Earth Overshoot Day
Wir konsumieren mehr, als unsere Erde produzieren kann (Foto:colourbox)
Die Welt ist nicht genug
Ab dem 25. September leben wir über unsere Verhältnisse. Denn ab diesem Zeitpunkt verbrauchen
wir mehr Ressourcen, als unsere Erde in einem Jahr produzieren kann.

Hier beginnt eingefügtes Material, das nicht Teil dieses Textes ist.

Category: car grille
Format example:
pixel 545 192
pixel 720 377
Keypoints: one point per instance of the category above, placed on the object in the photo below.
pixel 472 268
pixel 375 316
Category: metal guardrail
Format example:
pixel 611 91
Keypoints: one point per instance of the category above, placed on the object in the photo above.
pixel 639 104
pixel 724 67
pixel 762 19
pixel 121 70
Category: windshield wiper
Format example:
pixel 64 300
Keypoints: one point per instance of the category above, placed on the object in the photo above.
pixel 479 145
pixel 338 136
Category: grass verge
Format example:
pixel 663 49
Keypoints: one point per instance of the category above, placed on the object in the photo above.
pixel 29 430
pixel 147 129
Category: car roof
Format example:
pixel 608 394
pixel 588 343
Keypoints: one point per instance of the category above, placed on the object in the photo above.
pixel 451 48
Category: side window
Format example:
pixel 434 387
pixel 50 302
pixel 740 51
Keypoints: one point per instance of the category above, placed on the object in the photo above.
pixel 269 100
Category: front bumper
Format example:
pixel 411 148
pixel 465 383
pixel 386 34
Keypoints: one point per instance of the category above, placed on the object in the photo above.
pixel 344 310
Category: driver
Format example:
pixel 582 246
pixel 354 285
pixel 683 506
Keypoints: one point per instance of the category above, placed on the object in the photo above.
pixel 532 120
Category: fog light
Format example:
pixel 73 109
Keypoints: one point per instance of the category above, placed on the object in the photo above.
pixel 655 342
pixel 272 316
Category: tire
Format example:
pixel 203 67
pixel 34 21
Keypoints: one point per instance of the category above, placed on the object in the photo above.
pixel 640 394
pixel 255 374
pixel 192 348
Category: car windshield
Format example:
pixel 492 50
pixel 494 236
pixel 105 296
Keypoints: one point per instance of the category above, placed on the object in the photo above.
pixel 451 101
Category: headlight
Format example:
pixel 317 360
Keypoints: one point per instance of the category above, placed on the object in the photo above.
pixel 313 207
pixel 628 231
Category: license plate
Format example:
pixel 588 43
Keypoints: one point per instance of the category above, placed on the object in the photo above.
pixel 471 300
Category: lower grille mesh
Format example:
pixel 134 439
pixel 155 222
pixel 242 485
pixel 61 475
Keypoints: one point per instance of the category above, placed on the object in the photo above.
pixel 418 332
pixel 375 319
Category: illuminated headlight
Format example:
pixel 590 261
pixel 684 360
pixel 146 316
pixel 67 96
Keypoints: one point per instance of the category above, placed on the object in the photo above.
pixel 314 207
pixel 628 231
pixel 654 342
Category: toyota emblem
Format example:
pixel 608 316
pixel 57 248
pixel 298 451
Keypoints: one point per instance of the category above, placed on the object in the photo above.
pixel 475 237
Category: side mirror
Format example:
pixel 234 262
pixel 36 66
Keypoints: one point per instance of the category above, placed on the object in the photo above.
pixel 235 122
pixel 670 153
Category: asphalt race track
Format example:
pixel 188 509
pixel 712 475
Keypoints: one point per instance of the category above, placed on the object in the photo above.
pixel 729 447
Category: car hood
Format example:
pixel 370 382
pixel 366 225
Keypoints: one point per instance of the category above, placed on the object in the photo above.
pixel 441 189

Von FOCUS-Online-Autorin Stefanie Reiffert
Wir konsumieren mehr, als unsere Erde produzieren kann Eine Erde allein reicht nicht aus, um
die Bedürfnisse der Menschheit zu stillen: Würden alle Menschen so leben wie die Deutschen, würden
sie doppelt so viele natürliche Ressourcen im Jahr verbrauchen, als die Erde wieder nachproduzieren
könnte. Das hat die gemeinnützige Organisation „Global Footprint Network“ errechnet. Würden alle
Menschen so leben wie die US-Bürger, verbrauchten sie im Jahr sogar fünfmal so viel. Die Inder
dagegen konsumieren weniger als die Hälfte dessen, was die Erde bereitstellen kann. Im Durchschnitt
liegt der Verbauch der Menschheit bei der Kapazität von 1,4 Erden im Jahr 2009.

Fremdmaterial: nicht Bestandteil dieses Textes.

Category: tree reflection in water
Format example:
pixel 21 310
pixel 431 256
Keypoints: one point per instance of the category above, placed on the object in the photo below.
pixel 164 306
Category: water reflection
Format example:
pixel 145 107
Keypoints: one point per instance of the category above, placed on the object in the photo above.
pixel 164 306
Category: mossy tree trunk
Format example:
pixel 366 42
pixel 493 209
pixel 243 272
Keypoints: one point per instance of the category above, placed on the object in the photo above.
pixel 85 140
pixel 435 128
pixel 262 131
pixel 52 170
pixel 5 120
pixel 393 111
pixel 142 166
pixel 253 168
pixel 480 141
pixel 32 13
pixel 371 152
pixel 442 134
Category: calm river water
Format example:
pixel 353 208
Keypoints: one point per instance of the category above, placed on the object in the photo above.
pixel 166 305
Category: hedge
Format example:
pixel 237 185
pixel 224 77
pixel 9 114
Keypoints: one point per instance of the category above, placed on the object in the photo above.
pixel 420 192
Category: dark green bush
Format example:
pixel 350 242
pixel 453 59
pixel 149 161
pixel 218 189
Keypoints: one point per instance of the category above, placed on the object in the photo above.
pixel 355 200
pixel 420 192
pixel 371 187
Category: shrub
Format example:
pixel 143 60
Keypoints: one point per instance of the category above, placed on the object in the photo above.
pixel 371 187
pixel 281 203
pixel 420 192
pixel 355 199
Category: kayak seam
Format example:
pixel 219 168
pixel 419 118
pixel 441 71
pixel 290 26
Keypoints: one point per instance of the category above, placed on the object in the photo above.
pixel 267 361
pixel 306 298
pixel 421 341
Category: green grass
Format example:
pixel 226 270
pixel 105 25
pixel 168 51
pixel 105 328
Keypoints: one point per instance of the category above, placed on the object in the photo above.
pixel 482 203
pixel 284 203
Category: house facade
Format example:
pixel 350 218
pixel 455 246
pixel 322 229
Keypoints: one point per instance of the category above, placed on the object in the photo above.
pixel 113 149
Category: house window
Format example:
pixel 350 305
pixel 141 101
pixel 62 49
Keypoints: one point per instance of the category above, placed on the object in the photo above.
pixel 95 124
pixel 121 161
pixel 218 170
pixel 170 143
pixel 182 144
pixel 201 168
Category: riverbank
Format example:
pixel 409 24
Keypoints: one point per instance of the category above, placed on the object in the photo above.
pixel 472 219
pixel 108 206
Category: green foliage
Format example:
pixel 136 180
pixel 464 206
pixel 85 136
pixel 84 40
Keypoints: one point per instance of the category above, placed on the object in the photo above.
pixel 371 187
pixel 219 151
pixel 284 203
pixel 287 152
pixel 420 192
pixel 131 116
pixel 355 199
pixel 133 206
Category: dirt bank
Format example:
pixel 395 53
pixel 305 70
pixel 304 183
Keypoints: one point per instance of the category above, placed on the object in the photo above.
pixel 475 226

Den Tag, ab dem wir über unsere Verhältnisse leben, hat „Global Footprint Network“ als Earth
Overshoot Day, übersetzt der Welt-Überschreitungs-Tag, ausgerufen. „Das ist eine einfache Frage von
Einkommen gegen Ausgaben“ erklärt der Präsident von „Global Footprint Network“, Mathis Wackernagel.

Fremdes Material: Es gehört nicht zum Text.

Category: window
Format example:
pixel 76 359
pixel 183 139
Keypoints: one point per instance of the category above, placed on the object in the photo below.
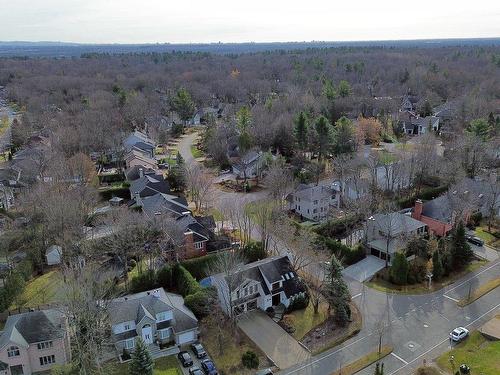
pixel 13 351
pixel 47 360
pixel 129 344
pixel 44 345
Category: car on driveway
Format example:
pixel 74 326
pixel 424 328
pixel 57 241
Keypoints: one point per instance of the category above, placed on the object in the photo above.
pixel 185 359
pixel 198 350
pixel 208 367
pixel 474 240
pixel 195 371
pixel 458 334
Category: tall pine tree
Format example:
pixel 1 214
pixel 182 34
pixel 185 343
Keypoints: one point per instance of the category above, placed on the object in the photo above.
pixel 142 362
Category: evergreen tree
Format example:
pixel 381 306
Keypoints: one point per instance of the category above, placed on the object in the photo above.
pixel 399 269
pixel 337 292
pixel 301 131
pixel 437 265
pixel 142 362
pixel 460 250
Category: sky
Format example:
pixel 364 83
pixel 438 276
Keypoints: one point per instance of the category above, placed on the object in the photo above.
pixel 205 21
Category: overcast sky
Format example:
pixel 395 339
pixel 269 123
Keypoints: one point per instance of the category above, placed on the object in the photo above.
pixel 193 21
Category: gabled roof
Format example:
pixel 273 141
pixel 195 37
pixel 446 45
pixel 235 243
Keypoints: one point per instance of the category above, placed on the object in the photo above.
pixel 33 327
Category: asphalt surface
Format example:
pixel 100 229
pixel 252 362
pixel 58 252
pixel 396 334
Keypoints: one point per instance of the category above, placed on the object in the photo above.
pixel 416 326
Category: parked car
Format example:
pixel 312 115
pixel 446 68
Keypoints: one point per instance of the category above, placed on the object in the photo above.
pixel 474 240
pixel 459 333
pixel 208 367
pixel 185 359
pixel 195 371
pixel 198 350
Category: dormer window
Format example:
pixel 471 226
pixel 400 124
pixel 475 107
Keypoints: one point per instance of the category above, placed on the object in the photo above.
pixel 13 351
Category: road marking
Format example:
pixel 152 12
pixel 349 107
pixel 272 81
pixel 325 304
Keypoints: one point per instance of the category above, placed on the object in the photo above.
pixel 447 340
pixel 398 357
pixel 453 299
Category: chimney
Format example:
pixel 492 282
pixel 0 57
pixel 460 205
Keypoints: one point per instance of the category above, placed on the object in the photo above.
pixel 417 211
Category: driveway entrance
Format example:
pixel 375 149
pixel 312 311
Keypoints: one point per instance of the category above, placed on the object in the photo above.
pixel 278 345
pixel 364 269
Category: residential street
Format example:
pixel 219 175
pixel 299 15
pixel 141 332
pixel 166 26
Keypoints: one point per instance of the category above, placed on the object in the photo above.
pixel 417 326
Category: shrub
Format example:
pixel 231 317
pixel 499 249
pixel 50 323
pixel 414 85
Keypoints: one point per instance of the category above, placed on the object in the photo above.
pixel 250 359
pixel 186 283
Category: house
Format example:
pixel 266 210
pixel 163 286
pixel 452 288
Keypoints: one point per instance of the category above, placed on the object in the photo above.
pixel 314 202
pixel 263 284
pixel 250 165
pixel 53 255
pixel 156 316
pixel 135 158
pixel 461 200
pixel 34 342
pixel 148 184
pixel 388 233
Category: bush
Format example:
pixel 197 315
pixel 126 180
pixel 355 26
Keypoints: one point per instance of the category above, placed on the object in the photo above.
pixel 143 281
pixel 198 267
pixel 250 359
pixel 254 251
pixel 186 283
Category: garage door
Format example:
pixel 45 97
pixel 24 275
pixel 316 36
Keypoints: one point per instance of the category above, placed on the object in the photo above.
pixel 186 337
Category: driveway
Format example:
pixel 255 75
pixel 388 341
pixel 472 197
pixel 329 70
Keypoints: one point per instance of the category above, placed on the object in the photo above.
pixel 278 345
pixel 364 269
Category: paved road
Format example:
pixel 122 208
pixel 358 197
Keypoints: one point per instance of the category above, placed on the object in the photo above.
pixel 282 348
pixel 417 326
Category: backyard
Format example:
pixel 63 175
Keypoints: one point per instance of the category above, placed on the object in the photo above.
pixel 480 354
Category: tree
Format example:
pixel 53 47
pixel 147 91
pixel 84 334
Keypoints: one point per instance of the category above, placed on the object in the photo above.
pixel 344 89
pixel 437 265
pixel 301 131
pixel 399 269
pixel 480 128
pixel 142 362
pixel 323 136
pixel 183 104
pixel 336 292
pixel 460 250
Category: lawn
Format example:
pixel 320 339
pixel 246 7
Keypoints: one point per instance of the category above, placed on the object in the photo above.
pixel 304 320
pixel 422 288
pixel 229 361
pixel 44 289
pixel 163 366
pixel 483 356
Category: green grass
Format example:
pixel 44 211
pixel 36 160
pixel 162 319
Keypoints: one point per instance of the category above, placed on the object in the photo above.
pixel 364 361
pixel 480 354
pixel 388 287
pixel 304 320
pixel 163 366
pixel 44 289
pixel 196 152
pixel 479 292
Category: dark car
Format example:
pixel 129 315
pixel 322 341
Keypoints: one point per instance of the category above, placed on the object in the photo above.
pixel 185 359
pixel 195 371
pixel 474 240
pixel 208 367
pixel 198 350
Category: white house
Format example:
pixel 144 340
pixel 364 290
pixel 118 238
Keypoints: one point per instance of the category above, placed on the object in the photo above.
pixel 266 283
pixel 53 255
pixel 158 317
pixel 313 202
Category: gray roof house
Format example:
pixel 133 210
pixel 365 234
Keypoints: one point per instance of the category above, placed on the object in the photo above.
pixel 389 233
pixel 156 316
pixel 266 283
pixel 34 342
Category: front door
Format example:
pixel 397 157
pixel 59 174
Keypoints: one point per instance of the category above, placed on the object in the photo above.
pixel 147 334
pixel 276 299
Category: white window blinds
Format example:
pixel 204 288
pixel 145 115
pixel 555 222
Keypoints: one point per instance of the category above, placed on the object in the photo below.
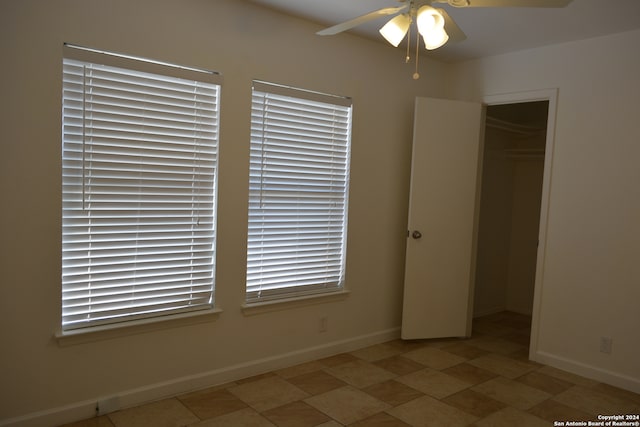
pixel 299 180
pixel 139 184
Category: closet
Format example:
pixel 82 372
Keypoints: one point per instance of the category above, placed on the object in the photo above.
pixel 512 175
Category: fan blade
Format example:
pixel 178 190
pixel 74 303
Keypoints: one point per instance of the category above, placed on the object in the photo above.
pixel 360 20
pixel 506 3
pixel 452 29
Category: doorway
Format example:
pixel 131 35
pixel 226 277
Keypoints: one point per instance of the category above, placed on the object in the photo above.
pixel 511 199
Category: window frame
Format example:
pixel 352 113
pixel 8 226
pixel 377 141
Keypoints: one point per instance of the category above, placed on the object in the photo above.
pixel 170 71
pixel 261 91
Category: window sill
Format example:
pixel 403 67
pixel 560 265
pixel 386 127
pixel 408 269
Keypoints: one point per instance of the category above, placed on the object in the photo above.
pixel 250 309
pixel 104 332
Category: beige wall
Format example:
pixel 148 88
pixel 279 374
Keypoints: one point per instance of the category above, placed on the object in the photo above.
pixel 244 43
pixel 591 269
pixel 589 286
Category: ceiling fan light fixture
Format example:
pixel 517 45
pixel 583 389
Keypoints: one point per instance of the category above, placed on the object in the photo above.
pixel 396 29
pixel 435 39
pixel 431 27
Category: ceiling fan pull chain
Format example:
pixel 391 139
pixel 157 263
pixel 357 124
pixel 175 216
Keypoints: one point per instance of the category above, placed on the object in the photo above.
pixel 408 57
pixel 416 76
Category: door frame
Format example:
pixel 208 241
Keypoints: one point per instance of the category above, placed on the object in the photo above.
pixel 550 95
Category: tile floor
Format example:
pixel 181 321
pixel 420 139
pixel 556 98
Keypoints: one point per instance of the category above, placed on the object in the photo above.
pixel 483 381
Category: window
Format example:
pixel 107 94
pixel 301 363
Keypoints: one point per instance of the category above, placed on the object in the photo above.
pixel 298 192
pixel 139 165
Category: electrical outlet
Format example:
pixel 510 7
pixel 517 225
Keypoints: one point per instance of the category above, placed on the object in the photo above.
pixel 606 345
pixel 324 324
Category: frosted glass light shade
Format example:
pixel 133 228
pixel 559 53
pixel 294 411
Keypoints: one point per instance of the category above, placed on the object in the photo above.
pixel 431 27
pixel 435 39
pixel 395 30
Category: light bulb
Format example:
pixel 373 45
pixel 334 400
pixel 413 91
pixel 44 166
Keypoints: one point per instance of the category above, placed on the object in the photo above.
pixel 395 30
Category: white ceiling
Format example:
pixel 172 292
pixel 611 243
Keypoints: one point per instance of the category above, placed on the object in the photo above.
pixel 489 31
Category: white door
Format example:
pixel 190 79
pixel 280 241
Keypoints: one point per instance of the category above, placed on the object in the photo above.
pixel 443 217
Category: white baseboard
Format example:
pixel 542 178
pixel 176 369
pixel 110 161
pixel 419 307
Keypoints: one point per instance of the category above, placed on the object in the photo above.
pixel 588 371
pixel 129 398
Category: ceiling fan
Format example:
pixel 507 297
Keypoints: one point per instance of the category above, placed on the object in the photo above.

Die Menschheit lebt sozusagen auf Kredit, beutet die Ressourcen so aus, dass sich die Bestände
nicht mehr erholen können – und sich Treibhausgase in der Atmosphäre anreichern. Die Folgen:
Verlust der Biodiversität, Bodenerosion, schrumpfende Wälder und Fischbestände. Nicht zu vergessen
natürlich der Klimawandel.
Wie der Earth Overshoot Day berechnet wird
Um den Earth Overshoot Day zu bestimmen, berechnet die gemeinnützige Organisation die Erträge
der produktiven Landflächen wie Felder, Wälder oder Wiesen sowie die wirtschaftlich genutzten
Meeresflächen. Dazu kommt die Fähigkeit der Ökosysteme, Kohlendioxid zu absorbieren. Das zusammen
ergibt die Biokapazität der Erde. Dem steht unser ökologischer Fußabdruck entgegen, der sich aus
dem Konsum und der Freisetzung von Kohlendioxid als Abfallprodukt zusammensetzt. Der Tag, an dem
der ökologische Fußabdruck größer als die Biokapazität ist, fällt in diesem Jahr auf den 25.
September.
Die Projektionen basieren auf 2005 erhobenen Daten. Da die Daten von den verschiedenen
Ländern gemeldet und später noch überarbeitet werden, sind dies die besten Zahlen, die zur
Verfügung stehen. „Pro Land rechnen wir über 5000 Datenpunkte mit ein“, erklärt Martin Kärcher vom
Schweizer Büro der Organisation. Die Daten stammen aus Veröffentlichungen der Ernährungs- und
Landwirtschaftsorganisation der Vereinten Nationen, der Internationalen Energieagentur, der
Statistik-Abteilung der Vereinten Nationen und dem Weltklimarat.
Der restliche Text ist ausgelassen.